Más que una obra de historia estamos frente a una reflexión histórica que –por esta vez nomás– no tiene un contrincante específico sino más bien una idea impugnante: la acusación contra nosotros, los hispanoamericanos, de que aquí se cometió una felonía contra España ante el hecho de independencia del siglo XIX.

El planteo viene de varios sectores: liberales, carlistas, masones y peronistas, entre otros, sin demasiadas distinciones de credos o ideologías; “estamos, pues, entre dos fuegos. El de la falsificación del pasado, amparado en una falsedad ideológica que existió y acabó dueña del poder. Y el de una ingratitud e injusticia más que hirientes, en la medida que desconoce, rechaza o desaira la enorme realidad del fidelismo americano y argentino a las raíces hispanocatólicas. Lo peor es que, como repitiendo un estigma insalvable que nos viene del siglo XIX, ambos fuegos tienen procedencia española y argentina a la vez” (p. 25)[1].

Es como si fuera un diálogo de sordos con dos independencias, la que Julio Ycaza llamaba “la independencia de los ideólogos” (p. 15) y la verdadera, que quiso ser fiel a España. Pareciera que no basta con repetir que por estos lares “no festejamos la independencia de los que se salieron con la suya” (los liberales); al contrario, “nos abochorna el himno que nos dieron un par de plagiarios rencorosos y nos apesadumbra ese escudo nimbado del sacrílego gorro frigio. Pero amamos nuestra bandera, que lleva los colores de María Santísima” (43). Y es lamentable que algunos hayan “decretado la villanía en bloque de la historia patria y su condena inexorable al oprobio y al cadalso” (p. 19).

La reflexión histórica, lejos de ser un panegírico ciego, intenta seguir la doctrina agustianiana o, más bien, cristiana, que permite ver “la paja y la viga en ojos propios y próximos. Vemos el trigo y la cizaña en las dos orillas de la contienda fratricida. Sabemos que los elegidos y los réprobos se reparten por igual en sendos bandos del litigio. Ni ‘realistas’ fatalmente perversos ni ‘criollos’ ineluctablemente probos” (p. 21). Sin embargo, “la peor leyenda negra resulta hoy la adjudicación de una leyenda rosa a aquellos sectores, como el del revisionismo fundacional o el del nacionalismo católico, cuyo pecado consistiría en haber aceptado la independencia política de España, pero no la desvinculación espiritual y cultural de la misma. La autodeterminación pero no la emancipación” (p. 24–25).

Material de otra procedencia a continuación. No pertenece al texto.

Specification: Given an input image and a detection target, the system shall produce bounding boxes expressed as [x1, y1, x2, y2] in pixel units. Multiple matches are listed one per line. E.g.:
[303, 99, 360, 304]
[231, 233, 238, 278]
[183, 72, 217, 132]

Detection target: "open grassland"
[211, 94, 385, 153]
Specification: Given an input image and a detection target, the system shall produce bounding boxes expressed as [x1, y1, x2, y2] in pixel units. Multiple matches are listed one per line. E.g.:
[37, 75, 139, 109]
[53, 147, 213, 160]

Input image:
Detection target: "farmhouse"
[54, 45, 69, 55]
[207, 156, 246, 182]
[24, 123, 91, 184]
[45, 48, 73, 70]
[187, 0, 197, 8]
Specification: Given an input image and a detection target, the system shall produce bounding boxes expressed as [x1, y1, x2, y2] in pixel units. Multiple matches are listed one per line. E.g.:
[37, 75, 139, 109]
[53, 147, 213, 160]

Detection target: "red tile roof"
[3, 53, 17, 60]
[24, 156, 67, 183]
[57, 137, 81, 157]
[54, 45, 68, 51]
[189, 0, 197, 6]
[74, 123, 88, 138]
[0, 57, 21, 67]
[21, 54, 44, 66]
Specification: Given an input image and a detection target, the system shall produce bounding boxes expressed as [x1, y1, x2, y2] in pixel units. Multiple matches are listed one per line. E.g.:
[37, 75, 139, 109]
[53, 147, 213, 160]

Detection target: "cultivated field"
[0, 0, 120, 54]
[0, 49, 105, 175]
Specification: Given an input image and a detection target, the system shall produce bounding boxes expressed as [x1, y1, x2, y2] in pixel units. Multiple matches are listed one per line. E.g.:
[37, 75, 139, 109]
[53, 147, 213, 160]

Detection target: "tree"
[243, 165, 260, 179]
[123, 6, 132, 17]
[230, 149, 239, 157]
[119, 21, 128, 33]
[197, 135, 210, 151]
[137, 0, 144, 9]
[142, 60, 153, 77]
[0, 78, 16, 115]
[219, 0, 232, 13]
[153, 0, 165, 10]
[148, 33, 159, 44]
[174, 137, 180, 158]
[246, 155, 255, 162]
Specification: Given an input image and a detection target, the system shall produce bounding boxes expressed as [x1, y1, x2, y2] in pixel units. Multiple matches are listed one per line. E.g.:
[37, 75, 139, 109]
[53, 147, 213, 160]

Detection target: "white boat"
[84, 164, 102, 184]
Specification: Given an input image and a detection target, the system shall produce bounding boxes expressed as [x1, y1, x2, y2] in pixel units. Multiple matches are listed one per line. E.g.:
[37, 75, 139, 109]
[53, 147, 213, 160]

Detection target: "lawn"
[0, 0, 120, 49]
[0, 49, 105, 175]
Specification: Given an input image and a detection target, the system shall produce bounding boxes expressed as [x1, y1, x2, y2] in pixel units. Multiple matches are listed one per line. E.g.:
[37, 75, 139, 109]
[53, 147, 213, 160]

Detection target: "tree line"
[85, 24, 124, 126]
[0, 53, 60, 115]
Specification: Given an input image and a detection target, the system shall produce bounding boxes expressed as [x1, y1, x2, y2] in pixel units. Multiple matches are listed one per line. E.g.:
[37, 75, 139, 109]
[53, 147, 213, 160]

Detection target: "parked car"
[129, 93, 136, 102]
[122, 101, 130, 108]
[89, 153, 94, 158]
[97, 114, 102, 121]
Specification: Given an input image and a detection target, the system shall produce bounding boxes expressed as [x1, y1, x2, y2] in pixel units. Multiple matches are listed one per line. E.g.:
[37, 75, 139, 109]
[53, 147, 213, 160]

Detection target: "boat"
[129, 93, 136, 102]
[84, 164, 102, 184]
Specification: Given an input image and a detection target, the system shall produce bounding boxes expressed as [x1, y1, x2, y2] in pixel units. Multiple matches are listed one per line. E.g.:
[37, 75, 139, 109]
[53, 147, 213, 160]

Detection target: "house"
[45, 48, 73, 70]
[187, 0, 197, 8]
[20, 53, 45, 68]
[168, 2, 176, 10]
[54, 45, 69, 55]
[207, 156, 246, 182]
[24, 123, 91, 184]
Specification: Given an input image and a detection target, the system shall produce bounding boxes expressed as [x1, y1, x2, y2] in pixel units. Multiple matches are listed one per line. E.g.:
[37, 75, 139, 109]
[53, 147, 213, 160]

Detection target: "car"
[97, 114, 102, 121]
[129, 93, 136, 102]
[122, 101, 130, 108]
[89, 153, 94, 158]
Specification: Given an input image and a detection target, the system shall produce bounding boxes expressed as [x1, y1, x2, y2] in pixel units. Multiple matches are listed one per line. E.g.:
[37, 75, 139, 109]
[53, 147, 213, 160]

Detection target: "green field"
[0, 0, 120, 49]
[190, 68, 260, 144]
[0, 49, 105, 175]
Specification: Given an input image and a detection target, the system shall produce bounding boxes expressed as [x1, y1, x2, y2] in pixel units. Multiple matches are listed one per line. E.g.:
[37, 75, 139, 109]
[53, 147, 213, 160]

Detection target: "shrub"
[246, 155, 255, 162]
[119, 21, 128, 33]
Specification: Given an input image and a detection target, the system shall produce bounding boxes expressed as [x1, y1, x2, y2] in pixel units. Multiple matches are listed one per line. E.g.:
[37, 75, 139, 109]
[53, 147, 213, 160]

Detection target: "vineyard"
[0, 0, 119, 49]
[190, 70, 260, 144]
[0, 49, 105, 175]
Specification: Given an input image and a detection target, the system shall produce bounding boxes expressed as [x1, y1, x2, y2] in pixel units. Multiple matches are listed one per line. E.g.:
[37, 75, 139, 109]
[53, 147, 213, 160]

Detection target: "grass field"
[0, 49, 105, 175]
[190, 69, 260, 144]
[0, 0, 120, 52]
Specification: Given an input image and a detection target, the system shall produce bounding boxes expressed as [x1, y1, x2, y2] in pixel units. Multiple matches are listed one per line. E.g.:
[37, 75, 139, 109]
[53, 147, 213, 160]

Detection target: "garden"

Lo bueno es que el autor se presenta y se define, abreviándole al lector el fatigoso trabajo de investigador de pensamientos ajenos. Escribe desde el “nacionalismo católico” (que, dicho sea de paso, nada tiene que ver con los nacionalismos separatistas europeos, “porque cuesta entender que no todo independentismo es Ben Bella ni todo nacionalismo es la ETA” [44]), definiéndolo como “este intento, deseo, anhelo o ideal –como quiera llamárselo– de reconstituir la cristiandad en el suelo natal (nación) que nos quedó como heredad una vez extinta la Cristiandad (extinta, claro, sin culpa nuestra y a nuestro pesar) (…). Que no quieran entenderlo nuestros amigos españoles, aferrados a una semántica afrentosa que sinonimiza nacionalismo con separatismo o con revolución moderna, lo lamentamos” (87).

Y tiene razón aquí. En España sobre todo, hay un problema terminológico que, incluso muchos de nuestros amigos no comprenden: “nacionalismo” no es aquí ni “separatismo” ni “fascismo”. Pero en fin… No entramos en el tema.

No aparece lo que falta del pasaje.